Many Flavors of REST API's

Many Flavors of REST API's

BetterCloud processes ~1B events per day and makes event more API calls to make that happen. I am a platform architect which means that I think about cloud architecture and micro service patterns a lot. Machine to machine communication is an important part of scaling to 12,500 events / second.

Internal Synchronous Communication

We are both the owners and consumers of the API

While BetterCloud utilizes Kafka for asynchronous communication, there are certain times that we need information right now. These are usually requests to perform credential and permissions checks, or to perform event enrichment from databases owned by other teams. In this case we leverage JSON REST API's and symmetric request signing, specifically HMAC .

BetterCloud does most of these well, but here are a few challenges you should consider:

  • Rate limiting
  • Symmetric key rotation
  • Changing contracts (data models, query parameters)
  • Search query syntax
  • Good documentation (<== this needs more bold)

API Client

We are only the consumers of the API

As of July 2019 BetterCloud integrates with 12 SaaS providers and ~30 APIs from those companies, e.g. Google Calendar, Google GSuite Admin, and Slack SCIMM. Most of those leverage some form of OAuth 2, while others require basic auth, api keys, or special IAM service account access. We query those API's for ~20TB of data on behalf of our customers each month.

Some provider API's are better than others but here are the things to keep in mind when integrating with one (or many) 3rd party API's:

  • Quota, if you eat your lunch at 10am you're gonna be hungry
  • Rate limiting, especially if they enforce exponential back off for "abusers"
  • Intermittent errors
  • Undocumented bugs features. Seriously though, audit your code enough to know when it is "their" fault
  • "We know about that bug, it's on our radar" => "We probably have a ticket rotting on some backlog somewhere..."
  • Changes can happen without warning! Sometimes with warning, but also sometimes without.
  • Do yourself a favor by investing in mocking tools early (before you run out of quota during testing)

API Provider

We are the owners of the API

BetterCloud has been building out a micro service architecture since late 2015. But all of our REST endpoints have only been used for internal use cases. In January 2019 we exposed our Platform API to customers, partners, and an internal professional services team.

Things to remember:

  • Don't do the stuff listed in the "API Client" section...
  • Great documentation with lot's of code examples
  • Protect yourself, consider DOS and find some good PEN testers.
  • Once you expose something it becomes a contract point for a LONG time in the future

API Ops

Use API's to automate internal processes

I lovingly stole this term from a conversation with some Postman employees. This could be anything from on-boarding automation to cloud infrastructure deployments. At BetterCloud, we leverage API's to help debug, manage, and remediate issues in our micro services. But keep in mind that MOST infrastructure tools, SaaS applications, and cloud providers are exposing management API's, e.g. Elasticseach, GCP.

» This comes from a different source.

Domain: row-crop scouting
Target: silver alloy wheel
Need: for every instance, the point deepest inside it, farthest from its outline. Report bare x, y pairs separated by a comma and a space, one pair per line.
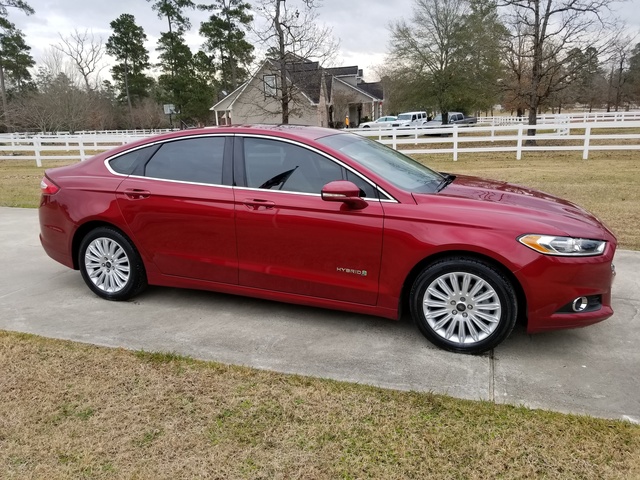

  • There might not be an /undo endpoint so be careful
  • Audit as much as you can so you know who is doing what, or at least who wrote that script that just deprovisioned your entire production Elasticsearch cluster.

Conclusion

REST API's are not the be-all and end-all of machine to machine communication. They are a great solution for flexible, light weight synchronous communication, but might be lacking in certain use cases. Messaging technologies like Kafka, PubSub, and RabbitMQ help with traffic spikes and handling back pressure. Protocols like RPC are used more often when high volume, low latency interactions are required. In addition to those patterns technologies, like GraphQL, are building on top of REST API's concepts to provide an opinionated type safe query API.

In short, find the tool and technique that best solve your need. Many times it will end up just be a simple, familiar REST API.